Let $G$ be a simple graph with incidence matrix $M$.
a) Show that the adjacency matrix of its line graph $L(G)$ is $M^t M − 2I$, where $I$ is the $m × m$ identity matrix.
b) Using the fact that $M^t M$ is positive-semidefinite, deduce that:
$\hspace{1cm}$i) each eigenvalue of $L(G)$ is at least $−2$,
$\hspace{1cm}$ii) if the rank of $M$ is less than $m$, then $−2$ is an eigenvalue of $L(G)$.
I could prove part a but could not prove part b. Please help me with it. Thank you.
First, let's observe that $M^tM$ is positive semidefinite. This means that it has only non-negative eigenvalues. So, let's find the eigenvalues for $M^tM-2I_m$. $$\vert (M^tM-2I_m)-\lambda I_m \vert=0$$ $$\vert M^tM-(\lambda+2)I_m \vert=0$$ Because we know that $M^tM$ has non-negative eigenvalues, $$(\lambda+2)\geq0$$ $$\lambda\geq-2$$ And there's point (i).
Point (ii) is a little more difficult.
First, it's very easy to see, by the IMT, that if $rank(M^tM)<m$, then $M^tM$ must have the eigenvalue $0$. Additionally, by the same argument above, we can show that this also implies $M^tM-2I_m$ must have the eigenvalue $-2$. Now, I'm not certain that notation $^t$ means transpose (I've always seen $^T$), but if it does, we can show that $rank(M)<m$ implies that $rank(M^tM)<m$.
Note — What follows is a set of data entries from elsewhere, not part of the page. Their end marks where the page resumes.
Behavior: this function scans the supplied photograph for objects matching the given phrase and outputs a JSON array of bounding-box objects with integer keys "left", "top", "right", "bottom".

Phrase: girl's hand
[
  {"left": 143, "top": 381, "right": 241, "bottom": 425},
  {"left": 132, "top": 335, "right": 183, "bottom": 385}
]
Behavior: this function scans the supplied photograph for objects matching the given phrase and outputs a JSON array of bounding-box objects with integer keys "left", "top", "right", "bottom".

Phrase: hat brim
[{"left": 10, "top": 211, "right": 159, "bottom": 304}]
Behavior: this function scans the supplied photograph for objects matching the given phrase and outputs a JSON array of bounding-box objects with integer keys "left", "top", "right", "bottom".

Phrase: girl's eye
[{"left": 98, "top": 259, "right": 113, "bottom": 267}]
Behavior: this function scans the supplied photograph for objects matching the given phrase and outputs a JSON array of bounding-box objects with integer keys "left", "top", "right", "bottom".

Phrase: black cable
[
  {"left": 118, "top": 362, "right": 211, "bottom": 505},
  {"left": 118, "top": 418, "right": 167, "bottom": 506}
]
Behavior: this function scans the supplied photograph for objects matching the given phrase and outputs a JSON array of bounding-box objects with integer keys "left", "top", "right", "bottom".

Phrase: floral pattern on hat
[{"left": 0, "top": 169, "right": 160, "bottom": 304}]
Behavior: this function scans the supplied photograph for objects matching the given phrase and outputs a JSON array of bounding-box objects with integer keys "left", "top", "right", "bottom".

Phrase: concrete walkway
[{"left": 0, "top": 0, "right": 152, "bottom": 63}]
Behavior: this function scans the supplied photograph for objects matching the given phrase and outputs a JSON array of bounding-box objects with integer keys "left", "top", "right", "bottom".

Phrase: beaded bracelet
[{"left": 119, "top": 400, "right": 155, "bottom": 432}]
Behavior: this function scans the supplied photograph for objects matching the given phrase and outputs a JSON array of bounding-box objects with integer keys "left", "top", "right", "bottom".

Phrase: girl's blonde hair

This requires two very cool facts. First, column rank is equal to row rank: $rank(M)=rank(M^T)$, and rank cannot be increased by multiplication: $rank(AB)\leq min(rank(A),rank(B))$. $$rank(M^tM)\leq min(rank(M^t),rank(M))$$ $$rank(M^tM)\leq min(rank(M),rank(M))$$ $$rank(M^tM)\leq rank(M)$$ $$rank(M^tM)\leq rank(M)<m$$ $$rank(M^tM)<m$$ In summary, $rank(M)<m$ implies that $rank(M^tM)<m$ which implies that $M^tM$ has an eigenvalue $0$ which implies that $M^tM-2I_m$ has an eigenvalue $-2$.